Even when I’m scouting for vintage clothing on second-hand online marketplaces, I notice people selling their old stuff in mystery bags. Wouldn’t buying a lottery ticket be at least a little better for the environment?
Social media is a human right
It’s time to move on to the more serious and terrifying events of the past couple of days.
Last Friday, the Nepali government imposed a ban on social media to tamp down political protests. Unfortunately, this only made matters worse, and Gen Z flooded the streets. The protest against the ban turned deadly after police opened fire on mass demonstrations against the social media ban and government corruption.
Yes, social media harms us in many ways and is, to a large extent, a slurry pit of human hatred, marketing tricks, and propaganda feeds. But buried somewhere in there is also our freedom of expression and speech, and you can’t take that away from people. It has become a basic human right.
The bigger question
Scientists still have a long way to go to figure out how the human brain works. If we don’t really understand how we ourselves think, can we even attempt to understand how AI “thinks?”

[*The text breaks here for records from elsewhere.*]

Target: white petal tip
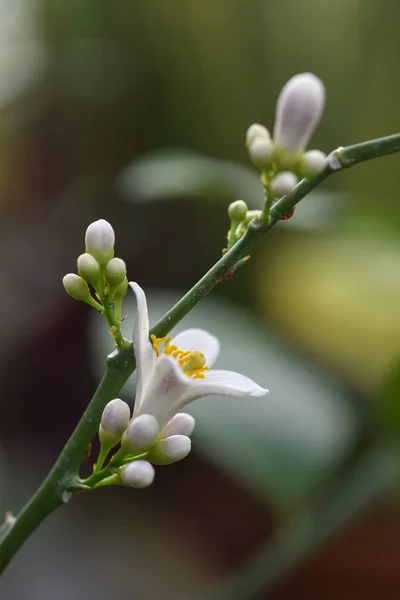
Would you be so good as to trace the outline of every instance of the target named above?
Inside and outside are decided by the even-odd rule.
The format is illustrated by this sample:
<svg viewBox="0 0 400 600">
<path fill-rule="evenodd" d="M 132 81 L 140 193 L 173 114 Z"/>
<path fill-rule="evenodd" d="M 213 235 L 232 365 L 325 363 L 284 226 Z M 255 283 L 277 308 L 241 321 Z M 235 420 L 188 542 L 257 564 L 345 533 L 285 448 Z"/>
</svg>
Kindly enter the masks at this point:
<svg viewBox="0 0 400 600">
<path fill-rule="evenodd" d="M 252 391 L 250 396 L 260 397 L 260 396 L 266 396 L 269 393 L 270 393 L 269 390 L 267 390 L 266 388 L 259 387 L 259 388 L 255 389 L 254 391 Z"/>
</svg>

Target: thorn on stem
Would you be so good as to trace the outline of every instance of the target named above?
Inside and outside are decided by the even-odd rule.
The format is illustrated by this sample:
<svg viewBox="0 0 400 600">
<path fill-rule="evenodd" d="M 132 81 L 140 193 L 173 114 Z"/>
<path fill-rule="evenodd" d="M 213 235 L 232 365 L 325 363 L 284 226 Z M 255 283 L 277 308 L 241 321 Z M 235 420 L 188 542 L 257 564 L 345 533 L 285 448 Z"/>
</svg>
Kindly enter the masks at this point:
<svg viewBox="0 0 400 600">
<path fill-rule="evenodd" d="M 283 215 L 283 217 L 280 218 L 280 220 L 281 221 L 287 221 L 288 219 L 290 219 L 291 217 L 293 217 L 295 208 L 296 207 L 293 206 L 293 208 L 291 208 L 290 210 L 288 210 L 287 213 L 285 213 Z"/>
</svg>

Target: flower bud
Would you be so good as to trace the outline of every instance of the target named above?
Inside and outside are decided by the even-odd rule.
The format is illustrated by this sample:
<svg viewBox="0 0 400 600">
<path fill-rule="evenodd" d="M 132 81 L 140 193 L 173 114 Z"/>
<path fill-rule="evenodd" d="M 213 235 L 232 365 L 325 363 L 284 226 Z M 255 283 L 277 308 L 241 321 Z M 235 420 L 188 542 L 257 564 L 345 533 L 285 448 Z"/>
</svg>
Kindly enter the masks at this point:
<svg viewBox="0 0 400 600">
<path fill-rule="evenodd" d="M 139 415 L 129 423 L 122 437 L 122 448 L 126 452 L 147 448 L 156 440 L 159 431 L 160 427 L 153 415 Z"/>
<path fill-rule="evenodd" d="M 126 292 L 128 291 L 128 280 L 125 277 L 124 281 L 119 284 L 117 289 L 115 290 L 114 301 L 122 300 L 126 296 Z"/>
<path fill-rule="evenodd" d="M 99 219 L 86 229 L 85 244 L 90 253 L 106 254 L 114 248 L 115 233 L 108 221 Z"/>
<path fill-rule="evenodd" d="M 274 142 L 298 153 L 307 146 L 325 106 L 325 88 L 312 73 L 295 75 L 284 85 L 276 104 Z"/>
<path fill-rule="evenodd" d="M 171 465 L 185 458 L 191 445 L 190 438 L 186 435 L 171 435 L 152 446 L 147 452 L 147 458 L 154 465 Z"/>
<path fill-rule="evenodd" d="M 63 286 L 67 294 L 69 294 L 74 300 L 82 300 L 86 302 L 90 296 L 89 286 L 82 277 L 75 275 L 75 273 L 68 273 L 63 278 Z"/>
<path fill-rule="evenodd" d="M 192 415 L 187 413 L 178 413 L 166 424 L 161 431 L 161 436 L 165 439 L 171 435 L 186 435 L 193 433 L 195 420 Z"/>
<path fill-rule="evenodd" d="M 228 216 L 231 221 L 243 221 L 247 214 L 247 204 L 244 200 L 236 200 L 228 206 Z"/>
<path fill-rule="evenodd" d="M 91 254 L 81 254 L 77 260 L 78 273 L 88 283 L 96 285 L 100 278 L 100 265 Z"/>
<path fill-rule="evenodd" d="M 282 198 L 292 191 L 298 181 L 296 175 L 291 171 L 282 171 L 271 180 L 269 189 L 274 198 Z"/>
<path fill-rule="evenodd" d="M 246 218 L 243 221 L 243 225 L 248 225 L 253 219 L 259 219 L 262 215 L 262 210 L 249 210 L 247 211 Z"/>
<path fill-rule="evenodd" d="M 122 258 L 112 258 L 106 266 L 106 279 L 112 288 L 119 286 L 126 277 L 126 265 Z"/>
<path fill-rule="evenodd" d="M 250 144 L 249 155 L 253 163 L 260 169 L 268 169 L 271 165 L 273 145 L 270 138 L 258 137 Z"/>
<path fill-rule="evenodd" d="M 135 460 L 120 470 L 121 479 L 125 485 L 135 488 L 149 487 L 154 481 L 153 465 L 146 460 Z"/>
<path fill-rule="evenodd" d="M 309 179 L 319 175 L 326 167 L 326 154 L 321 150 L 309 150 L 305 154 L 299 164 L 299 174 L 301 177 Z"/>
<path fill-rule="evenodd" d="M 253 123 L 253 125 L 250 125 L 246 132 L 246 146 L 250 148 L 254 140 L 258 138 L 270 140 L 271 135 L 268 129 L 264 127 L 264 125 L 260 125 L 259 123 Z"/>
<path fill-rule="evenodd" d="M 103 410 L 99 427 L 100 442 L 115 446 L 129 425 L 131 409 L 120 398 L 114 398 Z"/>
</svg>

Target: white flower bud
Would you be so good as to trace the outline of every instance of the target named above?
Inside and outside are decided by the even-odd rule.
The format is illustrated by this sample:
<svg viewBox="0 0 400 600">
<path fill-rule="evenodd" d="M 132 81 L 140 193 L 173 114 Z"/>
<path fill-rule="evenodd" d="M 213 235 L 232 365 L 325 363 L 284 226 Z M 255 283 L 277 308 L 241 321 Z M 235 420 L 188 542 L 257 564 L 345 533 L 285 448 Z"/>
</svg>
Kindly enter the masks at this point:
<svg viewBox="0 0 400 600">
<path fill-rule="evenodd" d="M 325 106 L 325 88 L 312 73 L 295 75 L 284 85 L 276 104 L 274 142 L 279 148 L 304 150 Z"/>
<path fill-rule="evenodd" d="M 114 248 L 115 233 L 108 221 L 99 219 L 86 229 L 85 244 L 87 250 L 107 254 Z"/>
<path fill-rule="evenodd" d="M 326 167 L 326 154 L 321 150 L 309 150 L 300 161 L 299 173 L 302 177 L 315 177 Z"/>
<path fill-rule="evenodd" d="M 185 458 L 191 448 L 190 438 L 186 435 L 171 435 L 152 446 L 147 459 L 154 465 L 171 465 Z"/>
<path fill-rule="evenodd" d="M 255 139 L 264 138 L 267 140 L 271 139 L 271 135 L 264 125 L 260 125 L 259 123 L 253 123 L 250 125 L 246 132 L 246 146 L 249 148 Z"/>
<path fill-rule="evenodd" d="M 115 288 L 123 283 L 126 277 L 126 265 L 122 258 L 112 258 L 106 266 L 106 279 Z"/>
<path fill-rule="evenodd" d="M 122 447 L 126 452 L 147 448 L 156 440 L 159 431 L 158 421 L 153 415 L 139 415 L 129 423 L 122 438 Z"/>
<path fill-rule="evenodd" d="M 187 413 L 178 413 L 166 424 L 161 432 L 163 438 L 167 438 L 170 435 L 186 435 L 189 436 L 193 433 L 195 420 L 192 415 Z"/>
<path fill-rule="evenodd" d="M 153 465 L 146 460 L 135 460 L 125 465 L 120 473 L 123 483 L 135 488 L 149 487 L 155 476 Z"/>
<path fill-rule="evenodd" d="M 282 196 L 285 196 L 292 191 L 298 181 L 298 177 L 291 171 L 282 171 L 281 173 L 278 173 L 269 184 L 272 196 L 274 198 L 282 198 Z"/>
<path fill-rule="evenodd" d="M 120 398 L 114 398 L 106 404 L 99 427 L 99 438 L 102 444 L 115 446 L 129 425 L 131 409 Z"/>
<path fill-rule="evenodd" d="M 273 149 L 270 138 L 259 137 L 250 144 L 249 155 L 257 167 L 268 169 L 271 164 Z"/>
<path fill-rule="evenodd" d="M 87 282 L 96 285 L 100 277 L 100 265 L 91 254 L 81 254 L 77 260 L 78 273 Z"/>
<path fill-rule="evenodd" d="M 75 273 L 68 273 L 68 275 L 63 277 L 63 286 L 67 294 L 74 298 L 74 300 L 86 302 L 90 297 L 88 284 L 82 277 L 75 275 Z"/>
<path fill-rule="evenodd" d="M 228 206 L 228 216 L 231 221 L 243 221 L 247 215 L 247 204 L 244 200 L 236 200 Z"/>
</svg>

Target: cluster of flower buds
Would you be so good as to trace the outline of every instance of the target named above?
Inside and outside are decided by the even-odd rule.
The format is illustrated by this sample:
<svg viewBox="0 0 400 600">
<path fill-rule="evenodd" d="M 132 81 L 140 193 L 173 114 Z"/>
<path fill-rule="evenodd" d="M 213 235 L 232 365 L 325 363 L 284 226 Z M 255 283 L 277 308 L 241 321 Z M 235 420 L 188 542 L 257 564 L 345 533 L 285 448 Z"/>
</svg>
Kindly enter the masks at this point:
<svg viewBox="0 0 400 600">
<path fill-rule="evenodd" d="M 131 419 L 130 408 L 119 398 L 105 407 L 99 438 L 103 459 L 120 443 L 118 472 L 110 483 L 144 488 L 154 480 L 153 465 L 170 465 L 185 458 L 191 449 L 190 435 L 194 418 L 187 413 L 177 413 L 160 431 L 157 419 L 148 414 Z M 113 460 L 113 459 L 111 459 Z M 102 465 L 100 465 L 102 466 Z"/>
<path fill-rule="evenodd" d="M 124 261 L 114 257 L 114 243 L 115 234 L 110 223 L 104 219 L 91 223 L 85 235 L 86 252 L 77 260 L 78 274 L 65 275 L 63 285 L 72 298 L 82 300 L 102 313 L 113 302 L 115 315 L 120 320 L 128 280 Z"/>
<path fill-rule="evenodd" d="M 253 163 L 273 199 L 288 194 L 303 177 L 318 175 L 326 165 L 320 150 L 306 151 L 325 106 L 325 88 L 312 73 L 295 75 L 285 84 L 276 104 L 273 138 L 255 123 L 246 134 Z"/>
</svg>

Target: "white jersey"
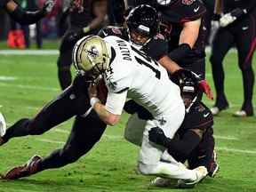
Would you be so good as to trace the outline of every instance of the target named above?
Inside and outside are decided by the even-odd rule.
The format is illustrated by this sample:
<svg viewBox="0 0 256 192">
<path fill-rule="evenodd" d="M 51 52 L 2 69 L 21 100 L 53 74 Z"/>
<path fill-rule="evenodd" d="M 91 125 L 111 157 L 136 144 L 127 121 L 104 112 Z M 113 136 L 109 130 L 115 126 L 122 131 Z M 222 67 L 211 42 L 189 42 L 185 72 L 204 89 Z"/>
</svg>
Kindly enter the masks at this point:
<svg viewBox="0 0 256 192">
<path fill-rule="evenodd" d="M 169 79 L 164 67 L 117 36 L 104 40 L 112 47 L 112 60 L 104 75 L 109 112 L 121 115 L 126 96 L 154 116 L 166 114 L 182 102 L 180 88 Z"/>
</svg>

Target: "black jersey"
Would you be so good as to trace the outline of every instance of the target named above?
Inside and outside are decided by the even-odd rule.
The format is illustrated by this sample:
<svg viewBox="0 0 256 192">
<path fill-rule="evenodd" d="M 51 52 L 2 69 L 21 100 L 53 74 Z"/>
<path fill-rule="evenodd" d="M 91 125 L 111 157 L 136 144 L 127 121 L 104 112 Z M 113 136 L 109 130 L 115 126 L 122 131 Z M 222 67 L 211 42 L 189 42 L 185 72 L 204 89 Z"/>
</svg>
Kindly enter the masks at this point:
<svg viewBox="0 0 256 192">
<path fill-rule="evenodd" d="M 225 0 L 222 3 L 222 12 L 224 13 L 229 12 L 236 8 L 246 9 L 246 11 L 256 12 L 255 0 Z"/>
<path fill-rule="evenodd" d="M 108 36 L 117 36 L 122 39 L 129 42 L 129 35 L 127 29 L 123 27 L 113 27 L 108 26 L 102 28 L 98 34 L 101 37 Z M 157 34 L 144 44 L 140 51 L 146 52 L 149 57 L 159 60 L 163 56 L 167 55 L 168 52 L 168 43 L 164 40 L 164 36 Z"/>
<path fill-rule="evenodd" d="M 213 116 L 211 110 L 201 101 L 192 105 L 189 112 L 185 115 L 178 133 L 183 135 L 189 129 L 201 129 L 206 131 L 213 125 Z"/>
<path fill-rule="evenodd" d="M 86 27 L 92 20 L 91 12 L 91 0 L 83 1 L 83 7 L 72 7 L 69 12 L 69 20 L 71 28 L 84 28 Z"/>
<path fill-rule="evenodd" d="M 198 0 L 176 0 L 170 6 L 158 6 L 158 10 L 162 13 L 163 22 L 169 26 L 169 35 L 165 34 L 165 36 L 170 39 L 170 52 L 179 46 L 183 24 L 202 19 L 197 40 L 187 59 L 191 62 L 191 58 L 204 58 L 207 33 L 204 19 L 206 8 L 204 4 Z"/>
<path fill-rule="evenodd" d="M 0 8 L 4 8 L 10 0 L 0 0 Z"/>
</svg>

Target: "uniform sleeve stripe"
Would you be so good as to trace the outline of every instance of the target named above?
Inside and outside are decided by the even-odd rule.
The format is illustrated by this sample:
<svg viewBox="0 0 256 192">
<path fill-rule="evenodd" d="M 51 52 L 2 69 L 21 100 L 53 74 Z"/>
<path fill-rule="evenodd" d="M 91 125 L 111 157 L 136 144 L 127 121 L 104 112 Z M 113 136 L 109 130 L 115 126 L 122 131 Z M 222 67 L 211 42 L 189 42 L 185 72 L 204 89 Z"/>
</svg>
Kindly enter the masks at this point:
<svg viewBox="0 0 256 192">
<path fill-rule="evenodd" d="M 129 90 L 129 87 L 125 87 L 123 90 L 120 90 L 119 92 L 117 92 L 116 93 L 122 93 L 122 92 L 125 92 L 127 90 Z"/>
</svg>

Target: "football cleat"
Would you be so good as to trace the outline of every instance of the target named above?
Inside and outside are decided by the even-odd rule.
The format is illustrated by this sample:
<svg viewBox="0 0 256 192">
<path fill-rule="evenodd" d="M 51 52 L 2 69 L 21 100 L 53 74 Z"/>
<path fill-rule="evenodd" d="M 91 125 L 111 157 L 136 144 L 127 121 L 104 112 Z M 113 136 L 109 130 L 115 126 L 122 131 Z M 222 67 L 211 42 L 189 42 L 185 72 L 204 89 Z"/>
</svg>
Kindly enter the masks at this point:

The uncertainty about how AI models arrive at their decisions has triggered a new wave of debate. Maybe we should stop building complex AI systems until we are able to understand how they “think.”
Questions like this are scary and have no immediate answer. But I know just one thing: it’s not the time to bury our heads in the sand and wait for the AI wave to pass. It won’t. We are only afraid of what we don’t know. So keep learning, and keep reading.
In other news:
- As per recent leaked data, software engineers at Microsoft can earn as much as $340,000 annually, plus various benefits. At Meta, they seem to be getting even bigger bucks. But even if you get half a million dollars, does it make you rich? Especially, given the fact that most of the high-paying jobs are in California, where rent for a decent apartment is as high as $6,000.
- You might not like it, but your WiFi devices are already mapped and used in vast, public location tracking systems without giving you anything in return. This means that attackers can accurately pinpoint where you are from a couch on another continent.
- A Cybernews reader was worried that their private conversations with ChatGPT and Grok models could end up on Google search. Each week, our team selects a pressing and common reader issue and deconstructs it to help readers stay safe online.
- AI isn’t the first thing users look for in a new smartphone, a survey has revealed.
- Cybercriminals are taking sextortion to the next level by employing automated malware to take webcam images of users watching pornography.